Depression mixed with weapons: Dead-Lands in the making

By Caroline Young | gargoyle@flagler.edu

Opinion G logoWe heard one gun shot.  Sounds of sirens ricocheted from buildings in downtown DeLand, a small Florida town.

“Dead-Land,” we called it.


I was standing in front of a bar on a chilly Thursday in January 2008. It was about 10 p.m. and most Stetson College students were ringing in the weekend mirthfully after a stressful week.

One student was clearly not in his fellow classmates’ “Thirsty Thursday” state of mind when he shot himself with a revolver in the middle of campus.

With seemingly endless papers to write, tests to study for and social pressures, college campuses tend to have a dense concentration of depressed and suicidal people.

He had been struggling for sometime. The student was in the process of being escorted back to the psychiatric ward of the DeLand Hospital when he did it.

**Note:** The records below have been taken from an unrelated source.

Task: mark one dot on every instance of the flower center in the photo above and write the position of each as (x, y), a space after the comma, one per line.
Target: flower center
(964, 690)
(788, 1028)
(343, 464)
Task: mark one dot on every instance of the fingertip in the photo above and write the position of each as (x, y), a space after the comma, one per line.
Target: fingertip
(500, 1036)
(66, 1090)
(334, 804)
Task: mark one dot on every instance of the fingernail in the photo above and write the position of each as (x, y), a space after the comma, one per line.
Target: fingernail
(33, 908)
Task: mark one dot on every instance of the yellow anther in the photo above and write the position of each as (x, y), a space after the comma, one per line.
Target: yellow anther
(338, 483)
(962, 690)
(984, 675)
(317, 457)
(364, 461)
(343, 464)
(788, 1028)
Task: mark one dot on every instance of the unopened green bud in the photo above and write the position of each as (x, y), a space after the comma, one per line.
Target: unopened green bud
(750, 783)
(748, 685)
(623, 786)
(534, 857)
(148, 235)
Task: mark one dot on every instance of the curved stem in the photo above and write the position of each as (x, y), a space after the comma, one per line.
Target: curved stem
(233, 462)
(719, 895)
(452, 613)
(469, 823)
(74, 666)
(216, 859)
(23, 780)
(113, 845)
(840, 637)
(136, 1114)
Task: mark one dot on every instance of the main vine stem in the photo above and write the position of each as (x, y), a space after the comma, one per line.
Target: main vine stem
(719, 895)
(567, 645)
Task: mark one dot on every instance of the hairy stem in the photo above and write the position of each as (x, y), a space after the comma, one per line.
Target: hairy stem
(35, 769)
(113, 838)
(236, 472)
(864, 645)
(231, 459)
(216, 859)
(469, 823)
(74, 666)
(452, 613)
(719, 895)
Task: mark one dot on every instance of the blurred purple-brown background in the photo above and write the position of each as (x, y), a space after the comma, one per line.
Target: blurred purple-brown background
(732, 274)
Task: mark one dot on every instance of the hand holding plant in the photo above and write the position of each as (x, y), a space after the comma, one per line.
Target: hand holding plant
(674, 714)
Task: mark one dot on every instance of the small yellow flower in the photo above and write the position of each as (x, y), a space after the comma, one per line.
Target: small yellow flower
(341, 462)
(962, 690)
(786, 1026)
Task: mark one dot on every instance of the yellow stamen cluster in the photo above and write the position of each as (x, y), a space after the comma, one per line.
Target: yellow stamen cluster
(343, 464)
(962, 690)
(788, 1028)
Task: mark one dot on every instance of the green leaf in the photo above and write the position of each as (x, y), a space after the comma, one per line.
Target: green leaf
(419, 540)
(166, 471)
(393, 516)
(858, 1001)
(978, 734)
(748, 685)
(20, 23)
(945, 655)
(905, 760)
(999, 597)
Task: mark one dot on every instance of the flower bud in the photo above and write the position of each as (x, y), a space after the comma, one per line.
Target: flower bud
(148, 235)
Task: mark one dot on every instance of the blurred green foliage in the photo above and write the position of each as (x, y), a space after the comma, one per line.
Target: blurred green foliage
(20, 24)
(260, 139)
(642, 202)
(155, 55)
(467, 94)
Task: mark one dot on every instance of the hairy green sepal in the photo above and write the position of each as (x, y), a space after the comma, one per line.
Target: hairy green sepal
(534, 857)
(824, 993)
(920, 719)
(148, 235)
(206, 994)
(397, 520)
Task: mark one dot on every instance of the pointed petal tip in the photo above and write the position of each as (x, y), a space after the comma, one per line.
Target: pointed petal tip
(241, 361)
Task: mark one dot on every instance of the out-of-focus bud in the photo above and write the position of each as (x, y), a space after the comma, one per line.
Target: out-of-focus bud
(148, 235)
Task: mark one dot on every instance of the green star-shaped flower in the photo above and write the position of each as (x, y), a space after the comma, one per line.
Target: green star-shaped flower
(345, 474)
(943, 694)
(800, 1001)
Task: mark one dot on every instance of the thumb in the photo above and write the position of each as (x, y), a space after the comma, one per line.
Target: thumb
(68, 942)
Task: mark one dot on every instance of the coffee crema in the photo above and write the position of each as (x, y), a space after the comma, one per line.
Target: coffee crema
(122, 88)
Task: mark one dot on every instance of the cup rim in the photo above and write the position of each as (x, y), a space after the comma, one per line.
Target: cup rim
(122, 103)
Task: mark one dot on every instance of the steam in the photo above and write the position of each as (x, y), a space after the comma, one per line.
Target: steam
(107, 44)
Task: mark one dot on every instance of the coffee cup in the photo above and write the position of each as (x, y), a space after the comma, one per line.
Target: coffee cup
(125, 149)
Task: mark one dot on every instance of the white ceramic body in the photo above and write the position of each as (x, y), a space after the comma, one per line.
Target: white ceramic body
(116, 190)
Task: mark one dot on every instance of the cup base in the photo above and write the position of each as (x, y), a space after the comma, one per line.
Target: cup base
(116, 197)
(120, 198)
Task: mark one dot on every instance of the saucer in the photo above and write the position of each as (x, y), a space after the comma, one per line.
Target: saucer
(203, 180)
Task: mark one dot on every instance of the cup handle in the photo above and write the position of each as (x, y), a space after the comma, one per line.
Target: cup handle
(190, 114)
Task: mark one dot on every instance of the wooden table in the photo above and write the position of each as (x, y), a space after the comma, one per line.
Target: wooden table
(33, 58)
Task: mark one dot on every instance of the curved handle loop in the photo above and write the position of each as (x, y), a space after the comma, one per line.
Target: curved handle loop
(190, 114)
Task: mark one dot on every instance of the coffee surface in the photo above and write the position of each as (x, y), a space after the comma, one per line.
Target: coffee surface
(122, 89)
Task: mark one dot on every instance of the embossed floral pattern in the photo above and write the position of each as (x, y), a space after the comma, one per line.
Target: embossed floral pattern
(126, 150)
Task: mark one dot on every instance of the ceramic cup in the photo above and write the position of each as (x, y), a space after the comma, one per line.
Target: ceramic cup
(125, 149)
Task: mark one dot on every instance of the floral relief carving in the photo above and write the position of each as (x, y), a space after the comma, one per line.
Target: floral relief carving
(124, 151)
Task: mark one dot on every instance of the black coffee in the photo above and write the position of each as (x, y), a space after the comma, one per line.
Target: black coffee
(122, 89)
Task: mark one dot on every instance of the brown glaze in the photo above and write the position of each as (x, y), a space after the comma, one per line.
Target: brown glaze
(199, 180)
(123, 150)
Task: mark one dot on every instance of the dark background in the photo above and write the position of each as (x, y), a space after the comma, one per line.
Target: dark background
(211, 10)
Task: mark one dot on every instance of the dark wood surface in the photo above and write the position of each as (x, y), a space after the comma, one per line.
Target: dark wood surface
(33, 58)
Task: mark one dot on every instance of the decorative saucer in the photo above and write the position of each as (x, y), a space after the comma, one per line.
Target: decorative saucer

Candles and a rose lay on the ground next to Stetson’s music school that Friday morning, right where he took his own life.

Classes were still in session but the mood change was undeniable.  The counseling center overflowed with confused and frightened kids, including myself.

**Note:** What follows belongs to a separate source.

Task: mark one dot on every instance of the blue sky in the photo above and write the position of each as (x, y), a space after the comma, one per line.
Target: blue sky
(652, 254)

Thoughts swirled in my brain and bombarded my mind. Why did this happen so suddenly? Where did Scott get his hands on that gun? Why was it on campus?

Officials called the 2008 Stetson suicide an “isolated incident,” but it created a domino effect that semester.

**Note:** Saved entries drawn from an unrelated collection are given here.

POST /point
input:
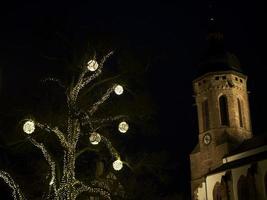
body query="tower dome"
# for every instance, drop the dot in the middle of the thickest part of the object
(216, 57)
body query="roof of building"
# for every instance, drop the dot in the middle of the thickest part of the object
(250, 151)
(216, 57)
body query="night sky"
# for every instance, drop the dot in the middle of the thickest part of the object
(169, 38)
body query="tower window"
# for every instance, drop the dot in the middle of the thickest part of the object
(205, 115)
(240, 111)
(224, 110)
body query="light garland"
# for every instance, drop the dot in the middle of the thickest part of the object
(123, 127)
(29, 127)
(95, 138)
(92, 65)
(118, 90)
(69, 187)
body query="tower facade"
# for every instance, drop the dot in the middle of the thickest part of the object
(221, 97)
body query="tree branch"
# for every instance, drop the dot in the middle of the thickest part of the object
(16, 193)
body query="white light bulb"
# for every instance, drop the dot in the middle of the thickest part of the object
(92, 65)
(29, 127)
(118, 90)
(117, 165)
(123, 127)
(95, 138)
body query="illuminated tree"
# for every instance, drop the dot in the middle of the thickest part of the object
(66, 186)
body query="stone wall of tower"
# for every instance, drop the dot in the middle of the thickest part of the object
(210, 87)
(233, 85)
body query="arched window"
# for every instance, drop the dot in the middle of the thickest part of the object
(217, 193)
(240, 112)
(224, 110)
(243, 188)
(205, 115)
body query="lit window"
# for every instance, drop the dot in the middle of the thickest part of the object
(205, 115)
(224, 110)
(240, 111)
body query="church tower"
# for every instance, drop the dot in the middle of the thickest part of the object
(221, 96)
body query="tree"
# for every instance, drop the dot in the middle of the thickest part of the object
(79, 122)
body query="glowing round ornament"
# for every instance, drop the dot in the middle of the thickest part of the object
(123, 127)
(118, 90)
(117, 165)
(92, 65)
(29, 127)
(95, 138)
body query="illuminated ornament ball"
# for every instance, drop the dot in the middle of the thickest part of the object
(95, 138)
(117, 165)
(92, 65)
(118, 90)
(29, 127)
(123, 127)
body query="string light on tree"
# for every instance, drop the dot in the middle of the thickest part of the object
(117, 165)
(92, 65)
(123, 127)
(118, 89)
(77, 118)
(95, 138)
(29, 127)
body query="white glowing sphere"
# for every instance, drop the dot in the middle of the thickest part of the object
(118, 90)
(95, 138)
(92, 65)
(29, 127)
(117, 165)
(123, 127)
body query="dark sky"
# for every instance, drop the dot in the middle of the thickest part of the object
(170, 35)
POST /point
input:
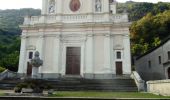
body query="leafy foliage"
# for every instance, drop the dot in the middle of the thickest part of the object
(137, 10)
(149, 31)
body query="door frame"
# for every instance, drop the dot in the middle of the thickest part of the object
(121, 67)
(63, 57)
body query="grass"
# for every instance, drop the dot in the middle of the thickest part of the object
(106, 94)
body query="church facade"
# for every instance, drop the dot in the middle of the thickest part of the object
(84, 38)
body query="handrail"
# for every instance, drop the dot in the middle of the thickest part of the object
(138, 80)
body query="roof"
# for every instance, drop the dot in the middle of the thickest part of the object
(151, 50)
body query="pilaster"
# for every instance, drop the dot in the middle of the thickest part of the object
(107, 53)
(127, 56)
(40, 49)
(89, 54)
(56, 54)
(22, 58)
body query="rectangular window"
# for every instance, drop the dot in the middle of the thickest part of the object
(160, 60)
(149, 64)
(30, 55)
(118, 55)
(168, 55)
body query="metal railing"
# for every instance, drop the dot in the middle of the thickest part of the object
(139, 82)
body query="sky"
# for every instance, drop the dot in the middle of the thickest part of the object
(17, 4)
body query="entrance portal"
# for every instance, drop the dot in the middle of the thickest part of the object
(29, 69)
(73, 61)
(169, 73)
(119, 68)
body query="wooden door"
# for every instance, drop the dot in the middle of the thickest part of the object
(73, 61)
(119, 70)
(29, 69)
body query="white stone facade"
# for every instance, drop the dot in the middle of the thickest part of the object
(100, 35)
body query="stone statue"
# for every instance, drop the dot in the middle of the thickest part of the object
(98, 6)
(36, 62)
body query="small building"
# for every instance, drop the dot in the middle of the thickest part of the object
(77, 37)
(155, 64)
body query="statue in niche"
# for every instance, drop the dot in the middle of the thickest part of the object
(52, 6)
(36, 62)
(98, 6)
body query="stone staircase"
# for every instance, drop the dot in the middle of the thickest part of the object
(80, 84)
(77, 84)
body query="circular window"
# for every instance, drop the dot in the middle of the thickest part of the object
(75, 5)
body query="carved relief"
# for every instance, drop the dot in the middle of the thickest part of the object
(75, 5)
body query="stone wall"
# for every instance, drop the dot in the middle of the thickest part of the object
(161, 87)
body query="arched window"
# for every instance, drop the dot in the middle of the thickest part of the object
(98, 5)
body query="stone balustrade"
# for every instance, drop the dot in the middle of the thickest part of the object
(78, 18)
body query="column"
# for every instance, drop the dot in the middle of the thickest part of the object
(56, 55)
(40, 49)
(127, 55)
(89, 55)
(44, 6)
(59, 9)
(22, 58)
(107, 54)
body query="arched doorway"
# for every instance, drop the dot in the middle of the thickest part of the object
(169, 73)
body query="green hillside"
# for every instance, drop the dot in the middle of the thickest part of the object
(10, 35)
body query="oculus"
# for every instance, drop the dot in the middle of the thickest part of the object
(75, 5)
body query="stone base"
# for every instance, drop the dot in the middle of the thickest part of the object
(49, 75)
(104, 76)
(86, 76)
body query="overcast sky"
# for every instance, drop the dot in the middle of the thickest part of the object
(17, 4)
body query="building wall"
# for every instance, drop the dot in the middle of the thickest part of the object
(156, 71)
(99, 35)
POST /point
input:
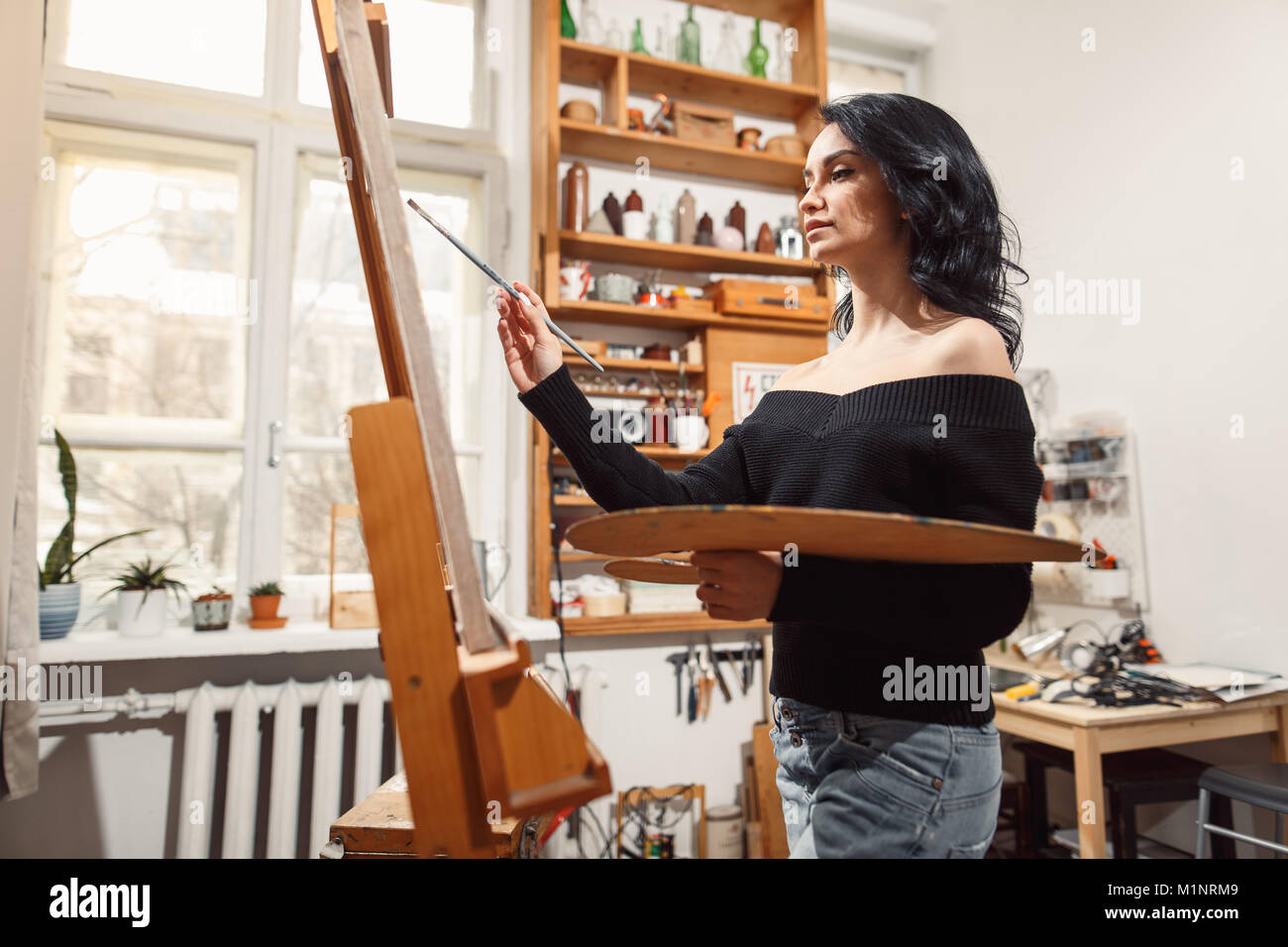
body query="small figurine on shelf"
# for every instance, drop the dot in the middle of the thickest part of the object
(664, 228)
(704, 236)
(614, 213)
(728, 59)
(638, 39)
(758, 55)
(690, 47)
(791, 244)
(737, 217)
(765, 240)
(634, 223)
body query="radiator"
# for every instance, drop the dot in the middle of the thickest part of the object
(286, 702)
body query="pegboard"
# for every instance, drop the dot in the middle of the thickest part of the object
(1072, 457)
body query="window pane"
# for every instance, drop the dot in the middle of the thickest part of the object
(189, 499)
(334, 359)
(430, 50)
(147, 298)
(317, 479)
(210, 46)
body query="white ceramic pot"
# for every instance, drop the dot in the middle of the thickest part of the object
(138, 616)
(691, 432)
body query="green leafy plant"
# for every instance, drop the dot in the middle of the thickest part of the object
(145, 577)
(59, 560)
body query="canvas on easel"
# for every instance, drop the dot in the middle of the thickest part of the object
(482, 733)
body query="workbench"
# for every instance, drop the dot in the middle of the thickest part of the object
(1090, 732)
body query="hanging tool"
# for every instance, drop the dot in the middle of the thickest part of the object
(679, 661)
(717, 673)
(704, 685)
(692, 665)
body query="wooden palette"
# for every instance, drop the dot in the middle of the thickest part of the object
(665, 571)
(838, 534)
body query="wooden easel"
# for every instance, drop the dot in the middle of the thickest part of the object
(482, 735)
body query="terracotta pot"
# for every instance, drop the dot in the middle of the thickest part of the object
(265, 605)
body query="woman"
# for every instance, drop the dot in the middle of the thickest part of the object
(883, 720)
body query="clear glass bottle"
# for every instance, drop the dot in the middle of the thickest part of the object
(614, 37)
(782, 68)
(591, 27)
(728, 58)
(690, 48)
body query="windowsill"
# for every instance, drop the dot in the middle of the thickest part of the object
(299, 637)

One sorority girl was found lying in a pool of blood in the Alpha Xi Delta house after slitting her wrists. A sister rushed her to the hospital. She lived.

Another young man fatally shot himself in his off-campus apartment. And one day, we were forced to stay in our dorms for several hours while a young woman threatened to kill herself on the rooftop of the library.

This chaos happened in about four months.

And just a year earlier, the Virginia Tech massacre had shaken the country, leaving 33 people dead.

After events like these, it is baffling that there are state laws in consideration to stop college campuses from banning weapons.

If suicides and mass killings have become so common on college campuses, why would we allow campus weaponry advocacy groups, like Concealed Carry on Campus, to prevail?

CCC is made up of more than 42,000 college students, professors, parents and other citizens. One of their arguments is that people who carry licensed handguns are less likely to commit a violent crime.

But what happens when a student is depressed to the point of suicide?  And another one after that?

One in 12 college students have made plans to end their lives.

The solution should not be to allow concealed weapons on campus. They should be further out of reach.

Then, maybe the ones struggling could be saved.  And in some cases like Virginia Tech, other lives could be saved as well.